Cryptology

Spring 2003

 

Default Graduate Project

CSI660T

Due Thursday, May 15th, 2003

Assigned 04/02/03

Value: 40 points.


This is the description of the default semester project. All graduate students enrolled in CSI660T are required to do the project. Undergraduates in CSI445T may also do the project for extra credit.

The project assignment is to write a program to aid in the cracking of polyalphabetic ciphers. For this project, the cipher used will be a straight Vigenere cipher, as described in class.

Since a polyalphabetic cipher uses multiple key substitutions, it cannot be cracked by looking at the letter distribution like a mono-alphabetic (simple) substitution cipher. There are two ways to attack a polyalphabetic cipher.
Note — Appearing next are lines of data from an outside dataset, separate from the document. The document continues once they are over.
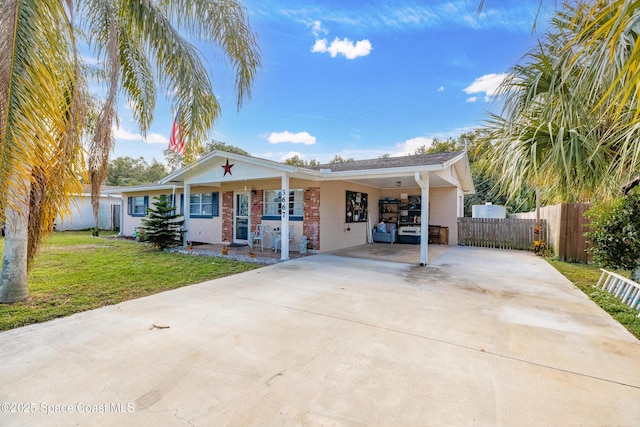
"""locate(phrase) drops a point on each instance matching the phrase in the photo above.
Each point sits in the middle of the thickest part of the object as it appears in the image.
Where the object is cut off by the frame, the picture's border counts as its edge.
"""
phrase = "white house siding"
(129, 222)
(81, 216)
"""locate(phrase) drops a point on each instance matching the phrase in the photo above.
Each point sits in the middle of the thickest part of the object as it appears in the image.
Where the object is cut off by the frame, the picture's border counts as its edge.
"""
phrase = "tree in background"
(485, 183)
(564, 128)
(161, 226)
(615, 233)
(339, 159)
(42, 97)
(176, 162)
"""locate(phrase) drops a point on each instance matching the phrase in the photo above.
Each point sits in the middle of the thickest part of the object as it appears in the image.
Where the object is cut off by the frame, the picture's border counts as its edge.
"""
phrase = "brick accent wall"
(227, 216)
(311, 225)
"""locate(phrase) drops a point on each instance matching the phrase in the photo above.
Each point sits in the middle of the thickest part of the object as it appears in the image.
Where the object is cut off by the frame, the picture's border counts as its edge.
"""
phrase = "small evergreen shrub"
(162, 227)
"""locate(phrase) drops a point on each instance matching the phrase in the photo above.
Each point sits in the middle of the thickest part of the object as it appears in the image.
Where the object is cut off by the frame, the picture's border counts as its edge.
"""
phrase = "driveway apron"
(479, 337)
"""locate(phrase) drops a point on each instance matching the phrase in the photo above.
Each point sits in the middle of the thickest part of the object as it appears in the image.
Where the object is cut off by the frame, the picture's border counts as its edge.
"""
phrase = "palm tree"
(558, 131)
(42, 97)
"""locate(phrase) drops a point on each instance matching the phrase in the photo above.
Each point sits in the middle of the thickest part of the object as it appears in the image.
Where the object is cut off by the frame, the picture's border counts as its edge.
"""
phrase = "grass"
(76, 272)
(585, 277)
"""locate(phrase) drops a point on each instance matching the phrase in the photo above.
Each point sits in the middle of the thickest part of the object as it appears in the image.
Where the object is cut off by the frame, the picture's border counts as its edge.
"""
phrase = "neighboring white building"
(82, 218)
(224, 196)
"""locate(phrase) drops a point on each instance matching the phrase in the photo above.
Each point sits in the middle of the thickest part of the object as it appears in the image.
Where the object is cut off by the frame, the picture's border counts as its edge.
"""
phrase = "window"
(273, 204)
(172, 200)
(137, 206)
(203, 205)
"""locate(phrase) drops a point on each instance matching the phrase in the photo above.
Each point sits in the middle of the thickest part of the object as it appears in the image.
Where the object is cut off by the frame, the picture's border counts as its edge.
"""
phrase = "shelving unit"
(410, 213)
(388, 211)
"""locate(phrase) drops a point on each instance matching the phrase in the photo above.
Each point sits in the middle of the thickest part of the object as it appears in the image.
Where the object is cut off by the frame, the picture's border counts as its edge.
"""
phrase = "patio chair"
(258, 235)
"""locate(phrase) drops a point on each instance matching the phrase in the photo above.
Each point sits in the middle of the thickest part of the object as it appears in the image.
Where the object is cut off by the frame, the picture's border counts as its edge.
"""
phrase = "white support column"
(284, 220)
(423, 182)
(186, 212)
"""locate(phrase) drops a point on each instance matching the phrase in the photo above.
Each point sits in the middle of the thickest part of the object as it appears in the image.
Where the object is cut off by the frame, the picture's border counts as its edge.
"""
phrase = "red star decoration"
(227, 168)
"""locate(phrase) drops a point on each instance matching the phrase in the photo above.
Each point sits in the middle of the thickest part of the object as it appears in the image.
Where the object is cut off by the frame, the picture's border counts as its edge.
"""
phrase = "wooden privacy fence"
(565, 229)
(507, 233)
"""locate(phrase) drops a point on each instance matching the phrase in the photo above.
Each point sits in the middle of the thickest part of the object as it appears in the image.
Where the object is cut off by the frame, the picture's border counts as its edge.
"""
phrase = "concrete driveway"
(481, 337)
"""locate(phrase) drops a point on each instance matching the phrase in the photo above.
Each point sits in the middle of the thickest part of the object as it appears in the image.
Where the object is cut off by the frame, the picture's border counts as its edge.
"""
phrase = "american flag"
(176, 140)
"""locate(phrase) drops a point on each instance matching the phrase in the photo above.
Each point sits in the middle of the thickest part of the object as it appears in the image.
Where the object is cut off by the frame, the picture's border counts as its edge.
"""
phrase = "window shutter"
(214, 204)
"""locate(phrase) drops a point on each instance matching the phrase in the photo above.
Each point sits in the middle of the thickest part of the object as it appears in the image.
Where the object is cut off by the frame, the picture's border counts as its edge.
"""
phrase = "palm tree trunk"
(13, 278)
(635, 274)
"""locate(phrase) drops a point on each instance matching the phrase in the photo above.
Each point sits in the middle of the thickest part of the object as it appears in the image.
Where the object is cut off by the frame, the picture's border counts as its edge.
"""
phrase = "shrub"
(162, 227)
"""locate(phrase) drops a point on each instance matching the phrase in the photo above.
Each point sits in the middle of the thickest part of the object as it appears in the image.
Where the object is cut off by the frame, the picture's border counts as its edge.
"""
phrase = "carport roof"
(390, 162)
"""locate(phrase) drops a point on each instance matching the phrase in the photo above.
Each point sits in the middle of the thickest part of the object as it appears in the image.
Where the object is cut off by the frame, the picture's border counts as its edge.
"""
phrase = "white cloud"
(487, 84)
(152, 138)
(345, 47)
(411, 145)
(295, 138)
(291, 154)
(316, 29)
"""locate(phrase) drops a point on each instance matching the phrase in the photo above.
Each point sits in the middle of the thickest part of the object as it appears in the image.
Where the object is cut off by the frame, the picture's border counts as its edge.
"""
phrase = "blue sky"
(359, 79)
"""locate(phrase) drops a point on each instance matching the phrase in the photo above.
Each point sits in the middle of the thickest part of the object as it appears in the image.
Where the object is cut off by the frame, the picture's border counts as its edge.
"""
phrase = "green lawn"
(75, 272)
(585, 277)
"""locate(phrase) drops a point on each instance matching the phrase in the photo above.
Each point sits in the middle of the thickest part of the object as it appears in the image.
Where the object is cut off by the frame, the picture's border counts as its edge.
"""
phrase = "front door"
(241, 218)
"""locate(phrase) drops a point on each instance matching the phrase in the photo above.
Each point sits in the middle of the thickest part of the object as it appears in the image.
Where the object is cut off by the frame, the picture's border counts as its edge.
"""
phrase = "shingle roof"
(389, 162)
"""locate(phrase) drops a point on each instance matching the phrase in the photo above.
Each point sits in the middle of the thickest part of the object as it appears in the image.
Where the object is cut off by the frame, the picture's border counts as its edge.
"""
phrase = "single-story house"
(224, 196)
(81, 215)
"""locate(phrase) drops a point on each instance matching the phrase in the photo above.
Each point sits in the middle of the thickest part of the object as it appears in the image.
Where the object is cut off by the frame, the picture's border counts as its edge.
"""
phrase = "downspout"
(186, 212)
(423, 183)
(284, 220)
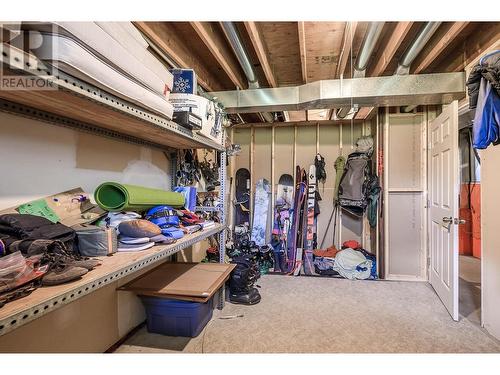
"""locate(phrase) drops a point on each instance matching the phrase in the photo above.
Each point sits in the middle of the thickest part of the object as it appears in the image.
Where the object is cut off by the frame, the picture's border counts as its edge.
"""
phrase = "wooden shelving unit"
(46, 299)
(74, 103)
(79, 105)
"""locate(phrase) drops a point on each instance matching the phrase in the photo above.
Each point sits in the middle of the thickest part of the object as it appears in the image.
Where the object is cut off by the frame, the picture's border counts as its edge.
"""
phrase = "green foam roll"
(112, 196)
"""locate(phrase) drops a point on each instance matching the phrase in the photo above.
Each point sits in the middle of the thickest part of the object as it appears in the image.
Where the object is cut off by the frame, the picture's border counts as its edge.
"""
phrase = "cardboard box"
(211, 116)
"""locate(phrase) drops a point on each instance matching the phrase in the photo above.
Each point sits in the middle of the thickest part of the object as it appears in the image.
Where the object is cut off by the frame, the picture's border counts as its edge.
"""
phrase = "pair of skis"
(300, 256)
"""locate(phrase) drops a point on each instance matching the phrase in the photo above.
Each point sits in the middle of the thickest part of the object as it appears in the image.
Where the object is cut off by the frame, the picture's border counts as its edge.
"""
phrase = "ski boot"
(241, 290)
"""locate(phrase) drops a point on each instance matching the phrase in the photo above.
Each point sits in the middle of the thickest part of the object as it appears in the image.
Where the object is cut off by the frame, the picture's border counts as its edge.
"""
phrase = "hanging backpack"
(355, 181)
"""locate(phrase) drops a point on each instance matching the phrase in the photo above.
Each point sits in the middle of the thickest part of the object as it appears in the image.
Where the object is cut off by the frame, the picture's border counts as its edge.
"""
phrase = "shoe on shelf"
(88, 264)
(61, 274)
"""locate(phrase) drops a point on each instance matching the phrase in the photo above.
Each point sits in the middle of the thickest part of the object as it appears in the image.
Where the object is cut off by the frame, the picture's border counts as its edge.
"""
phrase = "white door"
(443, 197)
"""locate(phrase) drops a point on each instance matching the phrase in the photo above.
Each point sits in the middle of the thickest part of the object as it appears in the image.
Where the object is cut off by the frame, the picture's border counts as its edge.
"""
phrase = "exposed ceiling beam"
(364, 113)
(164, 35)
(438, 48)
(218, 47)
(261, 51)
(303, 52)
(398, 35)
(294, 123)
(395, 90)
(345, 52)
(389, 50)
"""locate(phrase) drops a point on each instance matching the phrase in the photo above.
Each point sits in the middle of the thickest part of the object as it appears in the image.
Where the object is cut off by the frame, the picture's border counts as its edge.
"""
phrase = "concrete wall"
(490, 223)
(37, 160)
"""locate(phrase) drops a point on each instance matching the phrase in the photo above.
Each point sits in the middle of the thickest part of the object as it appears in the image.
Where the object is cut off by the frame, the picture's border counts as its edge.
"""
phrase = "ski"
(299, 214)
(260, 213)
(310, 227)
(281, 226)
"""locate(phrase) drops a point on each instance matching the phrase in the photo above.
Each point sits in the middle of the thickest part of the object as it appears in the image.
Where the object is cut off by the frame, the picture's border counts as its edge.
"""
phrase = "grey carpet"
(321, 315)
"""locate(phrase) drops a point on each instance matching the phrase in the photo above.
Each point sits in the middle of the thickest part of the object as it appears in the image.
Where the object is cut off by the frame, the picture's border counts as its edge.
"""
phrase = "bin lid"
(185, 281)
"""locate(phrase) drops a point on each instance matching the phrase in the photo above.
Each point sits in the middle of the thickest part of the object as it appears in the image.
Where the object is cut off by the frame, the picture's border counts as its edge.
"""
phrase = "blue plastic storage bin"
(176, 318)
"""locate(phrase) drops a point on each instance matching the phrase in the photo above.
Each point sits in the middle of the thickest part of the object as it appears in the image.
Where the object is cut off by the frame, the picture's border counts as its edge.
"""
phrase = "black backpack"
(355, 182)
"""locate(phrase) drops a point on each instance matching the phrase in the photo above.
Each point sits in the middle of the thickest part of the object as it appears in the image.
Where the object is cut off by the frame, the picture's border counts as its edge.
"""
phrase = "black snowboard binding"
(243, 277)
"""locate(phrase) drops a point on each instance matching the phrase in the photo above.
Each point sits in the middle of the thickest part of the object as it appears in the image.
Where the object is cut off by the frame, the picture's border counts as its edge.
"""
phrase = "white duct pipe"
(362, 60)
(366, 50)
(240, 52)
(242, 56)
(412, 52)
(416, 47)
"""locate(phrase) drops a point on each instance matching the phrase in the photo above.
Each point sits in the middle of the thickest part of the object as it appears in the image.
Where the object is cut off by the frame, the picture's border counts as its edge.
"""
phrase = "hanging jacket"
(488, 68)
(486, 125)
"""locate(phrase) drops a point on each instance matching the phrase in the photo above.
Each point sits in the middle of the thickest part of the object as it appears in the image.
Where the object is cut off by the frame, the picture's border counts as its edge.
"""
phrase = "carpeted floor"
(318, 315)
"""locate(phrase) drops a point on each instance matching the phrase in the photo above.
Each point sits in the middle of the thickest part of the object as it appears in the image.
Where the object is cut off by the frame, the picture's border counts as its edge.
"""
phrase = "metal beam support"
(372, 91)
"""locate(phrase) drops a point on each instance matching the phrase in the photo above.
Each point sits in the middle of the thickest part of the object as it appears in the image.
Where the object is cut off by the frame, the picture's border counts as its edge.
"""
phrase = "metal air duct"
(365, 52)
(242, 56)
(417, 46)
(412, 52)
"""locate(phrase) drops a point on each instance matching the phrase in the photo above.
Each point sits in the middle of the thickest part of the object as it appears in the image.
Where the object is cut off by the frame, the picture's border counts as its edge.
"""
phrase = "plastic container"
(176, 318)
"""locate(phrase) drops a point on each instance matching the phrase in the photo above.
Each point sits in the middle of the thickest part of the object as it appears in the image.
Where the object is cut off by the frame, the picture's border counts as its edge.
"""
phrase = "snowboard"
(242, 194)
(310, 224)
(281, 226)
(260, 212)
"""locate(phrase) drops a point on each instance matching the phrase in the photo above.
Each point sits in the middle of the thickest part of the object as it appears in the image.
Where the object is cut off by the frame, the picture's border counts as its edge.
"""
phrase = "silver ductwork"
(366, 50)
(242, 56)
(412, 52)
(395, 90)
(369, 42)
(416, 47)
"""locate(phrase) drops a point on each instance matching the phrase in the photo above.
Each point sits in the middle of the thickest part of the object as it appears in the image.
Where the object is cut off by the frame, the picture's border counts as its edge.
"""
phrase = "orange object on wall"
(469, 234)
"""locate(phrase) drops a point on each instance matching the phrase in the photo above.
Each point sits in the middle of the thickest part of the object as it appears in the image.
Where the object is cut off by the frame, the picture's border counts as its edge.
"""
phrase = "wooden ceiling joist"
(345, 52)
(165, 37)
(260, 49)
(303, 52)
(295, 123)
(397, 37)
(219, 48)
(364, 113)
(436, 50)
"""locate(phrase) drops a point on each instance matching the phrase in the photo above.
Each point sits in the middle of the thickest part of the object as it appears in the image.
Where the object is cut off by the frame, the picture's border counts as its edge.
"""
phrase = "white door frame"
(447, 293)
(422, 188)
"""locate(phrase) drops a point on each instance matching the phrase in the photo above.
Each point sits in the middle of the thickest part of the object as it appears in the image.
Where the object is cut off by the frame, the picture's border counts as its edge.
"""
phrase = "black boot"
(243, 277)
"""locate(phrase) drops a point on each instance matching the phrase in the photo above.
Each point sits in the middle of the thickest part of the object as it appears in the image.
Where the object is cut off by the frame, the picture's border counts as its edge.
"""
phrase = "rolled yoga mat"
(112, 196)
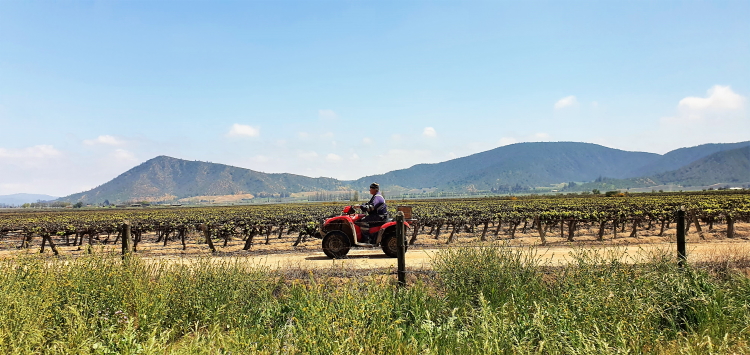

  1. If you have a long enough message, guess different key lengths. For a guess of length n, assume every n-th letter is encrypted with the same substitution. For each of these n groups, use the simple substitution cracking technique. That is, assume 'e' is the plaintext for the most common ciphertext letter, etc. Work out a trial subsitution table for each of the n groups.
    1. Your program should allow you to modify the substitutions for each group. This will allow you to tinker with the substitutions, in case the letters are not in the stereotypical order in the actual distribution of the message.
    2. If individual messages are too short for this method (e.g. Budansky, in his book "Battle of Wits: The Complete Story of Codebreaking in World War II" says it takes fifty letter or more of text) multiple messages encoded with the same key can be used. If all messages use the key identically, this method will work just fine.
  2. However, code clerks often make an adjustment to defeat this approach. Assume the key is COYOTE. One message may be encrypted using COYOTE, one with YOTECO, the next with TECOYO, OYOTEC, etc., effectively doing a shift on the key. If this is the case, a more involved approach will be necessary, which is known as alignment, or placing messages in depth.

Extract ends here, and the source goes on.